La jeune fille s’enfuit aussi vite que son corps éreinté le lui permet. Elle s’enfuit d’un fort assiégé par une tribu autochtone, elle fuit la maladie et la famine qui ont ravagé ces Anglais qui s’étaient laissés séduire par l’attrait du Nouveau Monde.
En cette fin de XVIe siècle, la nature a encore tous ses droits dans ces contrées et la jeune fille sait qu’elle s’expose à mille dangers mais elle a compris que des hommes, français, se sont installés bien plus au nord, c’est cette destination qu’il faut viser.

Enfant abandonnée, tirée de la pauvreté la plus totale par une riche citadine, la jeune fille a connu quelques brefs moments de légèreté avant d’endurer une existence au service d’une famille pour qui elle n’était finalement pas grand-chose d’autre qu’une servante.
Alors qu’on la suit durant des jours dans une survie très difficile dans les bois et au fil de l’eau, dans un froid glacial et aux prises avec une faim dévorante, elle replonge dans ses souvenirs et nous laisse découvrir ce qui a forgé sa personnalité, toutes les épreuves qu’elle a déjà traversées depuis la ville dans laquelle elle est née en Angleterre.
Plus on s’enfonce dans ce monde sauvage, plus on se rend compte que tous les dangers que lui réserve la nature sont peut-être bien plus faciles à supporter que ce que les hommes lui ont toujours fait subir.
On l’accompagne, transis de froid et de peur, nous aussi,, et on se demande quelle force l’habite et jusqu’où elle la mènera.
Ce roman est tout simplement splendide. Je ne peux qu’imaginer les heures qu’il a fallu à la traductrice, Carine Chichereau, pour rendre la musicalité de la langue de Lauren Groff, l’esprit si singulier de ce texte qui oscille entre ode aux merveilles de la nature et mise en garde contre la noirceur humaine.

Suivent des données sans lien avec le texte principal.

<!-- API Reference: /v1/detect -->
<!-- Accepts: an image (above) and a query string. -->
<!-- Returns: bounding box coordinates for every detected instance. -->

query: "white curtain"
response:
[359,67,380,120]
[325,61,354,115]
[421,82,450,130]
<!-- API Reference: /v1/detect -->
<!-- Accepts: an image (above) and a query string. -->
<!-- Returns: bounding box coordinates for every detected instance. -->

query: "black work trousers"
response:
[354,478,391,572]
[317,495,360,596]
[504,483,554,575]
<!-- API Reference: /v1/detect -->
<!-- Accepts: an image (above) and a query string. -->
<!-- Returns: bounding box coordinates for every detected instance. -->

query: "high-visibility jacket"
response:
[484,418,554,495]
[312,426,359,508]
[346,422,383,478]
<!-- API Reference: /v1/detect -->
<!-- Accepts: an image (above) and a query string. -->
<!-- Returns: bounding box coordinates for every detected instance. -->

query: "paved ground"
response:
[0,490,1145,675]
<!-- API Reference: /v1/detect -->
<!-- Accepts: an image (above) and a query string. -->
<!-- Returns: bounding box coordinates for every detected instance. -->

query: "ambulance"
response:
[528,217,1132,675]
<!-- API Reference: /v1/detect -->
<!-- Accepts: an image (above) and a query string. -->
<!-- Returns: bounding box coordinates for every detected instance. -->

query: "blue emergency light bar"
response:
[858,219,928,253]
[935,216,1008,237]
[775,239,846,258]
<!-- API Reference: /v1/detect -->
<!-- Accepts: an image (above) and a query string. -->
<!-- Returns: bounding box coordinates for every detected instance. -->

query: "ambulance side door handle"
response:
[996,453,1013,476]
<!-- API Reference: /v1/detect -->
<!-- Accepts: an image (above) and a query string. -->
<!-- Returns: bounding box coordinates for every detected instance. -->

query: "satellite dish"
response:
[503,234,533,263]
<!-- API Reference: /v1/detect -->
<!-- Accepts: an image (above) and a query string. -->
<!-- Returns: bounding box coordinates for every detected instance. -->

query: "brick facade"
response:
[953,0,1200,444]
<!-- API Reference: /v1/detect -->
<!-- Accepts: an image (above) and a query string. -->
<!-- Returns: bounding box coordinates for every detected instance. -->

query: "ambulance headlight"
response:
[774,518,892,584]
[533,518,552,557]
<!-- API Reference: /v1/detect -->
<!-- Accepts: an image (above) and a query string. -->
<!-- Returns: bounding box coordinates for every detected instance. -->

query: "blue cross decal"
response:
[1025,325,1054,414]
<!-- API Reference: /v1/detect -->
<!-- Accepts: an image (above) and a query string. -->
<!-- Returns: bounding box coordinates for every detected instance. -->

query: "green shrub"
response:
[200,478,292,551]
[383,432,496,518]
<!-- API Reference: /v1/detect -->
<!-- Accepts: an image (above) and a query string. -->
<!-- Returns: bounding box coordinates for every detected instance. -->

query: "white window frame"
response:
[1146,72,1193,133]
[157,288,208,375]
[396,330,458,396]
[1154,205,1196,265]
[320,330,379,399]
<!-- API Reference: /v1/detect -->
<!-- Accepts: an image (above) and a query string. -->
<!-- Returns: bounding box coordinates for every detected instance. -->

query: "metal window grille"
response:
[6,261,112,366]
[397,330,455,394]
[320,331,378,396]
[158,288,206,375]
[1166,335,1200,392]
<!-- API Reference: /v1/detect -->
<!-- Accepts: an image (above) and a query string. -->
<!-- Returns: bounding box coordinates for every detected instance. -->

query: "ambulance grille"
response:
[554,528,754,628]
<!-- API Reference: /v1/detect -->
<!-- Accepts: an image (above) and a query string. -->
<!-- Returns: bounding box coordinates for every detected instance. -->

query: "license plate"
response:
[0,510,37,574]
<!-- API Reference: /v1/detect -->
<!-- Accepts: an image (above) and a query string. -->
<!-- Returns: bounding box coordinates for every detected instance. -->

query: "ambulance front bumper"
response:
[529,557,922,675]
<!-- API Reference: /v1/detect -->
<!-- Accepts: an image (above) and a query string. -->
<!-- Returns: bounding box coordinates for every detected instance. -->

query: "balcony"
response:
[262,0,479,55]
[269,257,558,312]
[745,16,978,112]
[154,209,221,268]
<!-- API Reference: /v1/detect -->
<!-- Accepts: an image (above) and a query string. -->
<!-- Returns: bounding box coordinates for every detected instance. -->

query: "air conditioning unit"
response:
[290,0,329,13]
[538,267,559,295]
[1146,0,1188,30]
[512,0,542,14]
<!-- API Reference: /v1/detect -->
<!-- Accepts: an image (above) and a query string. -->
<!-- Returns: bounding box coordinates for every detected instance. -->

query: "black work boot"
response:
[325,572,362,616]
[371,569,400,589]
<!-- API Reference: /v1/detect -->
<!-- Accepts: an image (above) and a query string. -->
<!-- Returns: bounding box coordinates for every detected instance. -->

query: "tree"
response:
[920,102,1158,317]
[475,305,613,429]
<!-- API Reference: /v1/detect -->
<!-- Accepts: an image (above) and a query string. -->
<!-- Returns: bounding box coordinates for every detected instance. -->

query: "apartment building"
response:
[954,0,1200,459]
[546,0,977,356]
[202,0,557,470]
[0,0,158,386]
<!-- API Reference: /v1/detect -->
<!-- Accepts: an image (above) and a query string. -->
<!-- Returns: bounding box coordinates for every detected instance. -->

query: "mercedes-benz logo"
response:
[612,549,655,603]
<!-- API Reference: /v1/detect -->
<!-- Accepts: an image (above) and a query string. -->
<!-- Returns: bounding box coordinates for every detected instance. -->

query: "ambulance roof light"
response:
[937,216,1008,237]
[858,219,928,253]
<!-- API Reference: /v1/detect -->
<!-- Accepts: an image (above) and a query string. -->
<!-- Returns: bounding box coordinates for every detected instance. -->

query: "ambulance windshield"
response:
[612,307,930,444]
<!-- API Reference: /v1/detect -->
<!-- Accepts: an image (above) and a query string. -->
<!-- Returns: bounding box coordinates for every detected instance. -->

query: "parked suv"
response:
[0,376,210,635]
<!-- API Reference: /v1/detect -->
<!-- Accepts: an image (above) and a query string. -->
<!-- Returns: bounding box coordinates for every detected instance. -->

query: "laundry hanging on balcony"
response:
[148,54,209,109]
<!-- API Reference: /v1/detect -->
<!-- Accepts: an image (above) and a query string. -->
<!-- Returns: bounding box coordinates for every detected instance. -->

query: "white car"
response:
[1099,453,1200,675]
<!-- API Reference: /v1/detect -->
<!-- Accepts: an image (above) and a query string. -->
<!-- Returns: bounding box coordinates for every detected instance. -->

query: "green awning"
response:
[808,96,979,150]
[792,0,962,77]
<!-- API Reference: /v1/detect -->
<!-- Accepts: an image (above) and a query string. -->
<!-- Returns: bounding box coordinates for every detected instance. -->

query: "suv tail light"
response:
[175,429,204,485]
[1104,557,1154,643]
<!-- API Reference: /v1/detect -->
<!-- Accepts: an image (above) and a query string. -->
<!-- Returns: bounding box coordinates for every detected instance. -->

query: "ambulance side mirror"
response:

Il se déroule dans un lointain passé, mais, par la magie de l’autrice, est d’une actualité incroyable.
Assurément un des meilleurs textes de littérature étrangère de cette rentrée d’hiver.
Aurélie.
Les terres indomptées de Lauren Groff, traduit par Carine Chichereau, paru aux Éditions de l’Olivier, est le nouveau roman époustouflant d’une auteure pouvant tout à la fois nous faire ressentir la solitude existentielle de l’être humain et la richesse des possibles.
L’origine de son histoire est une servante, dont tu ne sauras le prénom que très tardivement.
Abandonnée, asservie, recueillie, petite chose, moquée, forcée, utile, elle court, courageuse, tenace, incroyablement résiliente.
17ᵉ siècle, Jamestown, première colonie anglaise sur les terres d’Amérique, une jeune fille s’échappe d’un fort, de son sort, celui de la servitude, des violences, de la famine, des maladies.
Elle traverse les ombres, enjambe une rivière glacée, retrouve sa lumière, apprend à survivre, à anticiper, à renouer avec son instinct, celui de se lier fondamentalement à la palpitation des mondes de la terre, de l’air, du feu, de l’animalité.
Les forêts primaires de Lauren Groff sont écrites comme une peinture de Thomas Moran, c’est gigantesque, impressionnant, subtil.
Dans son tableau, point de figure masculine, et par souvent sur-représentée, mais une femme intrépide, vaillante, devenue indomptable.
Elle en arrache au creux des bois, court sous la lune pleine, se love dans les interstices d’une nature l’accueillant dans sa matrice. .
Enfin s’élargit le ruisseau qu’elle longeait, et dans l’obscurité, les arbres s’ouvrirent, laissant voir au-devant une vaste étendue froide sous le clair de lune mourant. Il était là, le fleuve, figé dans sa blancheur verdâtre, et dessous la surface, au cœur des profondeurs, des eaux furieuses toujours torrentaient de l’avant tout d’abord vers la baie, et puis jusqu’aux immensités glaciales des océans sauvages.

Tu as le souffle coupé, le rythme est là, palpitant, l’écriture est sublime.
Dans les bottes de sept lieues de Lauren Groff, tu traverses un espace immense, abondant, tu lis cette héroïne des bois, fondatrice de son royaume ensauvagé, louve aux aguets, poétesse en son domaine.
Lire Les terres indomptées, retenir son souffle. Reposer le livre et savoir que cette histoire restera longtemps en toi.
Traduit de l’anglais (États-Unis) par Carine Chichereau.
Fanny.
Les Terres indomptées, Lauren Groff, L’Olivier, 269 p., 23€50.